Home » Support » Unix C Programming FAQ - Section 6

Go to the first, previous, next, last section, table of contents.


5. Miscellaneous programming

5.1 How do I compare strings using wildcards?

The answer to that depends on what exactly you mean by `wildcards'.

There are two quite different concepts that qualify as `wildcards'. They are:

Filename patterns
These are what the shell uses for filename expansion (`globbing').
Regular Expressions
These are used by editors, grep, etc. for matching text, but they normally aren't applied to filenames.

5.1.1 How do I compare strings using filename patterns?

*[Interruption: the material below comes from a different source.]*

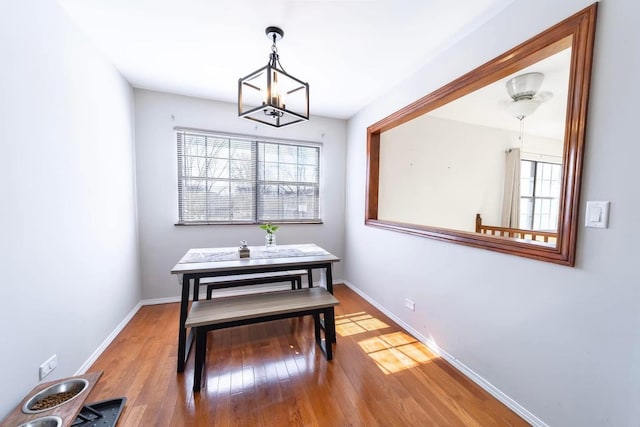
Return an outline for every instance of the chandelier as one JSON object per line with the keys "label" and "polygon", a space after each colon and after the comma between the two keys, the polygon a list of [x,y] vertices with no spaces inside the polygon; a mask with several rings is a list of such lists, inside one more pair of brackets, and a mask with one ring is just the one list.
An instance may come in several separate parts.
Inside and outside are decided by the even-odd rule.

Unless you are unlucky, your system should have a function fnmatch() to do filename matching. This generally allows only the Bourne shell style of pattern; i.e. it recognises `*', `[...]' and `?', but probably won't support the more arcane patterns available in the Korn and Bourne-Again shells.

If you don't have this function, then rather than reinvent the wheel, you are probably better off snarfing a copy from the BSD or GNU sources.

Also, for the common cases of matching actual filenames, look for glob(), which will find all existing files matching a pattern.

5.1.2 How do I compare strings using regular expressions?

There are a number of slightly different syntaxes for regular expressions; most systems use at least two: the one recognised by ed, sometimes known as `Basic Regular Expressions', and the one recognised by egrep, `Extended Regular Expressions'. Perl has it's own slightly different flavour, as does Emacs.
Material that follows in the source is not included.